One young upstart English archaeologist named Howard Carter believed that at least one tomb of an Egyptian king lay untouched somewhere beneath the blistering sands of Egypt - the tomb of King Tutankhamen. Carter searched for years without success. But then on November 4, 1922, Tutankhamen's tomb was found, and it contained all of the gold and alabaster treasures they had long sought. But along with the discovery, some believe, came a curse.

On the door to Tutankhamen's tomb, so goes the legend, was inscribed a curse: "Death shall come on swift wings to him who disturbs the peace of the king..." And in the years hence, it seemed like Tut's mummy was making good on his curse:

  • On the day the tomb was discovered, Carter's canary, which he had brought with him to Egypt for luck, was devoured by a snake.
  • A few months later, Carter's financial backer, Lord Carnarvon, died suddenly, perhaps from an infected insect bite.
  • When Carnarvon died, all the lights in Cairo went out from a power failure.
  • Although Carnarvon died in Cairo, back at his estate in England, his favorite dog howled and dropped dead.
  • When Tut's mummy was unwrapped in 1925, his body bore a wound on his face in the exact same spot as Carnarvon's insect bite.
  • "By 1929," says Howard Carter and the Curse of the Mummy, "eleven people connected with the discovery of the Tomb had died early and of unnatural causes. This included two of Carnarvon's relatives, Carter's personal secretary, Richard Bethell, and Bethell's father, Lord Westbury. Westbury killed himself by jumping from a building. He left a note that read, 'I really cannot stand any more horrors and hardly see what good I am going to do here, so I am making my exit.' "

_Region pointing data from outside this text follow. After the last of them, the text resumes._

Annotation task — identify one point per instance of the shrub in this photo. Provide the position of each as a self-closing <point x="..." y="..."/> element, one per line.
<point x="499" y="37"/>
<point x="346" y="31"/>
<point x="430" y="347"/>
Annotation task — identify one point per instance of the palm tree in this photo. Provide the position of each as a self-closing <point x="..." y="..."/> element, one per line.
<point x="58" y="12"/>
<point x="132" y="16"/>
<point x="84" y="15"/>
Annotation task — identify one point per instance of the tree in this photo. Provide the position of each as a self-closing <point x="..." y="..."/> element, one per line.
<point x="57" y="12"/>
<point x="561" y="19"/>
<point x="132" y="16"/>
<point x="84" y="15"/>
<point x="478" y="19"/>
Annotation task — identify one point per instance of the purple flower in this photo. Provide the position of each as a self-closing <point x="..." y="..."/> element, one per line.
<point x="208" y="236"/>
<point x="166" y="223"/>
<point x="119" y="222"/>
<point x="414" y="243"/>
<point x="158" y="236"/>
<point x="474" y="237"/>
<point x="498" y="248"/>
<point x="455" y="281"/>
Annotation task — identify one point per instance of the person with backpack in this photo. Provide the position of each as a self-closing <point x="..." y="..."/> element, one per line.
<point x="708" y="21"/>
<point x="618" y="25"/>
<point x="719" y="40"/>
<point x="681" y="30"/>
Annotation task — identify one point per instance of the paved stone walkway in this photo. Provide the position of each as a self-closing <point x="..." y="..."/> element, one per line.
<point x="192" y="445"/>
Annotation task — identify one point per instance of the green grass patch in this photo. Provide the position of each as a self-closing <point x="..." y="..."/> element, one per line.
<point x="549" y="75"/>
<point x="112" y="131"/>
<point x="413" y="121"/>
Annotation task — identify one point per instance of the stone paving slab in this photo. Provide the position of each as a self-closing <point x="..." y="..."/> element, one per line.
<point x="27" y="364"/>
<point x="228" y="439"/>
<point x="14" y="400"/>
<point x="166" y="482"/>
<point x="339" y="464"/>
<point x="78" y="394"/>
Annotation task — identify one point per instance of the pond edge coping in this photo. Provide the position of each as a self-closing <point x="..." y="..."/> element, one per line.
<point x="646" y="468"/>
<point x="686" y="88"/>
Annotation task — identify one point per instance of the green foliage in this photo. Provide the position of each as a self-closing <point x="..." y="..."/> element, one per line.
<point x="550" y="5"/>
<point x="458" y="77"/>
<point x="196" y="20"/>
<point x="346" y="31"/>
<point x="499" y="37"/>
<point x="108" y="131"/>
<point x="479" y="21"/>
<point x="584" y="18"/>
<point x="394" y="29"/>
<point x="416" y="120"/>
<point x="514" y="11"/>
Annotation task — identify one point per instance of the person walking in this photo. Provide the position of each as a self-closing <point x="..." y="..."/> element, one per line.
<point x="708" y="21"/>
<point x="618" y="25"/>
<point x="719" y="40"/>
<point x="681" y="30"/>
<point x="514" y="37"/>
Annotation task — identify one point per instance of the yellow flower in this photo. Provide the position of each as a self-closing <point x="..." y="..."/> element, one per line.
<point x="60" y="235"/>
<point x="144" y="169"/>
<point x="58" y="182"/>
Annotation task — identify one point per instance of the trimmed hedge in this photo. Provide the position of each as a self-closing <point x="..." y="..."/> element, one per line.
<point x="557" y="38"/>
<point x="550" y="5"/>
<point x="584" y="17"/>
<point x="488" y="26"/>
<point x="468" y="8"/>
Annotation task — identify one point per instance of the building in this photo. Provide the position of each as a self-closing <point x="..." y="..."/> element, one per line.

Interestingly, Carter himself did not suffer the wrath of the mummy's curse, but died of natural causes at the age of 66.

Can a mummy come to life and seek revenge on those who violate his tomb? Of course not. Can a mummy kill? Maybe. In 1999, a German microbiologist examined 40 mummies and found that they contained deadly mold spores - lethal enough to kill a person. Upon opening the tomb or sarcophagus, an archaeologist could breath in the ancient, toxic spores... and die.